We no longer use condor on this system, we use wq
First a few commonly used command:
condor_q : list jobs in the queue
condor_submit {job_script} : submit the job specified in {job_script} to the queue
condor_rm {job_id} : remove a job from the queue
condor_status : check machine status; you can pipe to "grep astro" for example to shorten the list of machines
Standard Jobs
To submit a standard serial job, you crate a condor "submission file" and submit the job to the queue.
For example, if you submission file was called submitJob.condor you would type
condor_submit submitJob.condor
Here is a simple condor submission file for running a script called "test.sh" located in the
directory /astro/u/username/condor
Universe = vanilla
Notification = Error
GetEnv = True
Notify_user = username@bnl.gov
+Experiment = "astro"
Requirements = (CPU_Experiment == "astro")

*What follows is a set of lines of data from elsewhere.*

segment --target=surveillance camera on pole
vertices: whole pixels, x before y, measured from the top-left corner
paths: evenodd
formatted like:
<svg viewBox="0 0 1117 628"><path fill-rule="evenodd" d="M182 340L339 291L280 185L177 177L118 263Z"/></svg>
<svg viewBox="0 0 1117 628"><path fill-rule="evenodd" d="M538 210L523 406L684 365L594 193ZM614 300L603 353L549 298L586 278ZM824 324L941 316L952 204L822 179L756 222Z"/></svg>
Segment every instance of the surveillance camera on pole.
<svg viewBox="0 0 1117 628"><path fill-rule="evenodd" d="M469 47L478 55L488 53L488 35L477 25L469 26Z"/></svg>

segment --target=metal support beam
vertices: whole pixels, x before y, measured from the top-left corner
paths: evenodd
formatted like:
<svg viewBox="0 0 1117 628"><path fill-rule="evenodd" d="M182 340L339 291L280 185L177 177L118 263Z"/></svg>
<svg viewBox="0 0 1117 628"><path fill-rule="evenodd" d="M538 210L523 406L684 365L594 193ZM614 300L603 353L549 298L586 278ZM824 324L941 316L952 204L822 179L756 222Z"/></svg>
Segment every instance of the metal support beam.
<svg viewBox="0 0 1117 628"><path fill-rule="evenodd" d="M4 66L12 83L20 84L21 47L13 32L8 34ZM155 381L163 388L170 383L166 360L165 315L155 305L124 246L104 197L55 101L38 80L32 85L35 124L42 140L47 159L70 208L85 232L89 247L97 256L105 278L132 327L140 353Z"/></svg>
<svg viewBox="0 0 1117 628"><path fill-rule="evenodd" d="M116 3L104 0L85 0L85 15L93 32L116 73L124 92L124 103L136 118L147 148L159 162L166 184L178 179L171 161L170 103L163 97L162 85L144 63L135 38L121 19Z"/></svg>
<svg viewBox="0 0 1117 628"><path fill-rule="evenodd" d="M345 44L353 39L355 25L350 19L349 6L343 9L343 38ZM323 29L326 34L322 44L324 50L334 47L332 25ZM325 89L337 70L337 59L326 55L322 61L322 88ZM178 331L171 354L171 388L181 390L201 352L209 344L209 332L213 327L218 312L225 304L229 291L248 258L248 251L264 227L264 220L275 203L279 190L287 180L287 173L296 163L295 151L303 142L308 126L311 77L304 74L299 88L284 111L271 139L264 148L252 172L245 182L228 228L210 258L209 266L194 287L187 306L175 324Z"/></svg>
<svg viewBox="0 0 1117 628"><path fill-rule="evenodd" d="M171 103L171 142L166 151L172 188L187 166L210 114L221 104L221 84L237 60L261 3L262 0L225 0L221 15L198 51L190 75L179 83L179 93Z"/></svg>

Initialdir = /astro/u/username/condor
Executable = test.sh
Output = test.out
Error = test.err
Log = test.log
Queue
Of course, replace username with your username and make Initialdir point to
one of your directories. Initialdir will be the default directory for files
if you don't explicitly give full paths, e.g. test.out will go there.
Anything can go into the test.sh script, but you must make sure it is executable
chmod 755 test.sh
The standard output goes to test.out, standard error to test.err, and a log of condor
events goes to test.log
You can make as many of these scripts and condor submit files as you want and run
them all on the cluster. For example, if you have a bunch of scripts called myscript-XX.sh
where XX is a number like 00,01,02,03,04 to 99, you can have a corresponding set of condor submit
scripts called myscript-XX.condor. Then to submit them all
for i in $(seq -w 0 99); do condor_submit myscript-${i}.condor; done
MPI Jobs
MPI jobs are special. See http://en.wikipedia.org/wiki/Message_Passing_Interface for a definition of MPI.
To run an MPI job, first start an mpd ring, then submit the job using condor_submit {job_script}. Now, the
job script is different from the serial one. An intermedium script, which collects all the information needed
by the mpiexec command and sets up the necessary environment, is passed to the condor job script as
the Executable. The real executable for the job is passed as Arguments to the condor Executable
(the intermedium script). Luckily, Tom has made it easy for us and wrote the intermedium script. It is
attached as mp2script.sh. The job_script is attached as submitMPI.condor. To submit the job, all you
need to do is editing the file submitMPI.condor and run
condor_submit submitMPI.condor
One more note, currently, jobs are submitted from lsst01 (the head node). In the near future, when
lsst01 retires, astro0034 will take its place. The migration has been finished, so now astro0034 is the master.